We want the nightly channel to be as stable and usable by our community as possible. If the browser is crashing or barely usable, our users leave and we need to make we have a sizable nightly community. Deciding on backing out a patch, blocking automatic updates and rebuilding nightlies after the back out is a balance between the fact that bugs are expected on this channel and the fact that we want this channel to be of the highest quality possible to have a user base. The Release Management team are in charge of finding this balance.
How to find the patch to back out
If it is a functional regression (reproducible case), then we should use mozregression. If it is a spike in crashes not necessarily reproducible (random crashes while surfing), then our crash analysis experts in the Release Management team should be contacted. The analysis of the stack trace combined with hg logs on mozilla-central often allow finding the bug number that introduced the instability.
Bug filing
- If the bug was already filed by a community member, then use it to track the regression and qualify it. Add the nightly-community keyword if missing.
- If it is a crash, get a Crash ID from the people that reported it and file a bug via Socorro.
- If it is a functional regression and no bug was filed yet, file it.
The bug number will be used to track the work to fix the regression. Communicate to our community that a bug exist so as to avoid having many duplicated filed.
Stopping automatic background updates
If you think that a lot of people are going to be impacted by a regression, ask sheriffs to stop automatic updates. You can contact the on-call sheriff in the #sheriffs IRC channel. In case nobody is available, release engineering can do it (#releng channel).
Blocking automatic updates will not prevent new users to install Firefox Nightly from mozilla.org but it will mitigate greatly the impact on our existing user base.
We can ask for automatic updates to be stoped for a specific OS.
Most of the major regressions are reported immediately via our @FirefoxNightly Twitter account followers, usually when more than 2 people report a similar regression there is a high chance that it will be serious and stopping automatic updates should be done rapidly.
Note: Some members of the release management team have the technical knowledge and permissions to stop automatic updates.
Asking for a back out of the patch and new nightlies
You can contact sheriffs in the #sheriffs IRC channel to back out the patch that caused the regression when you have identified it. The back out commit will reference the bug number.
If the next nightly is about to be built and the impact is moderate, it is not necessarily needed to ask for nightly builds to be respun after the back out.
Note: Some members of the release management team have the technical knowledge and permissions to back out patches.
Communicating about the issue
We should not hesitate to communicate the issue with a reference to the bug number to our community so as to minimize the number of duplicate bugs. If the issue needs steps to reproduce which are not obvious or a specific hardware/OS combination, having all communications centralized in a single bug helps.

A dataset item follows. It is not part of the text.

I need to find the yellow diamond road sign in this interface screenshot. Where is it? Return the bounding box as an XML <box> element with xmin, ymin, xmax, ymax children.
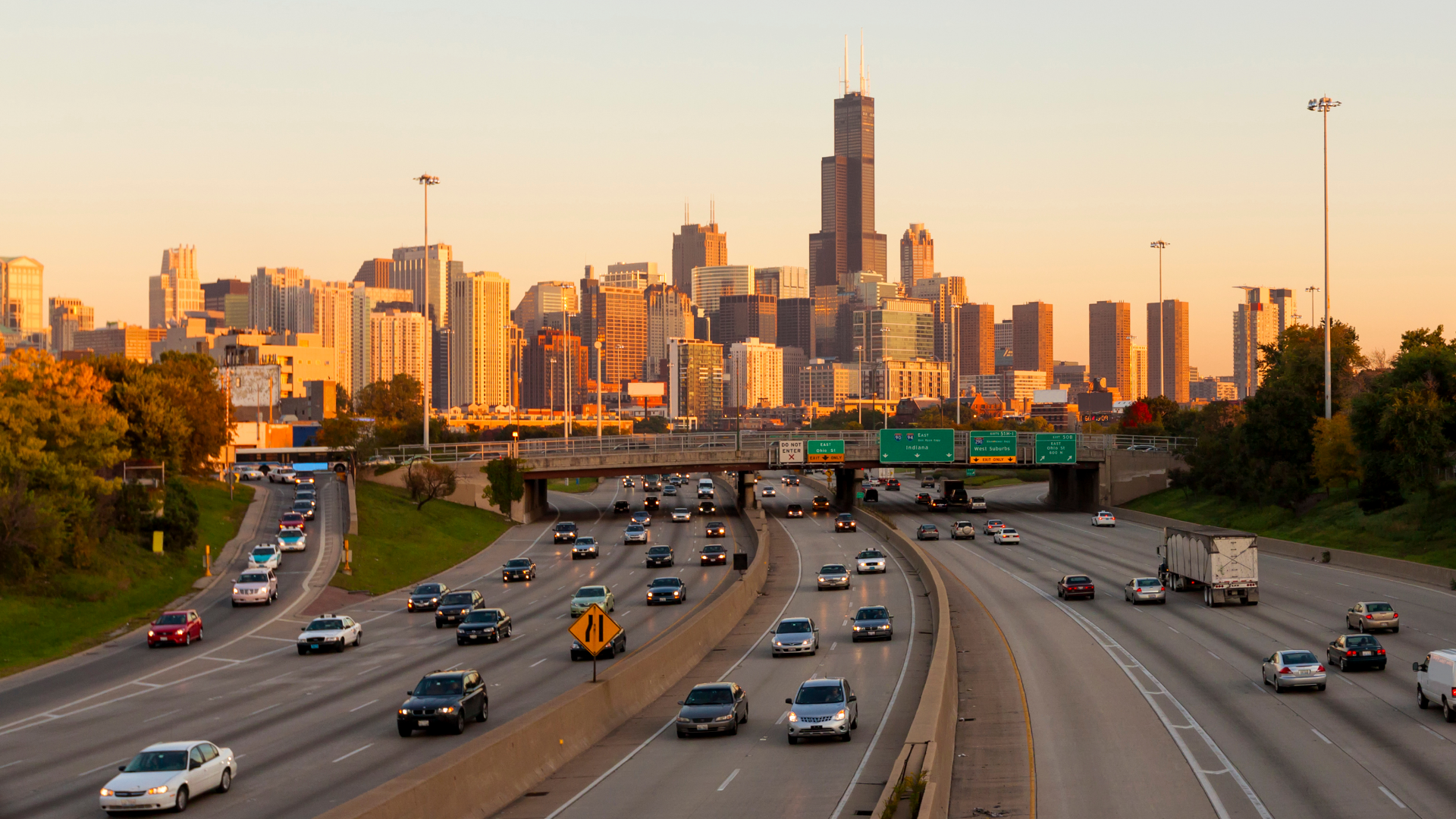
<box><xmin>570</xmin><ymin>604</ymin><xmax>622</xmax><ymax>657</ymax></box>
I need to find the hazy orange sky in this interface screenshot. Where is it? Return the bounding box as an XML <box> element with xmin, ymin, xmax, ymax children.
<box><xmin>0</xmin><ymin>2</ymin><xmax>1456</xmax><ymax>375</ymax></box>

We should also remember communicating about the resolving of the issue and urge people to upgrade to the updated nightly (so as to reduce automatic crash reports and unneeded bugs filed).
Communicating about major regressions in Nightly is also part of the informal social contract we have with our alpha testers, making sure they are informed of major technical issues impacting them helps keeping them engaged.
The main communication channels to communicate a regression are our @FirefoxNightly Twitter account, our #nightly IRC channel (bridged with our Telegram group) and potentially the #nightly-newbies slack channel if employees or NDAed volunteers reported it there.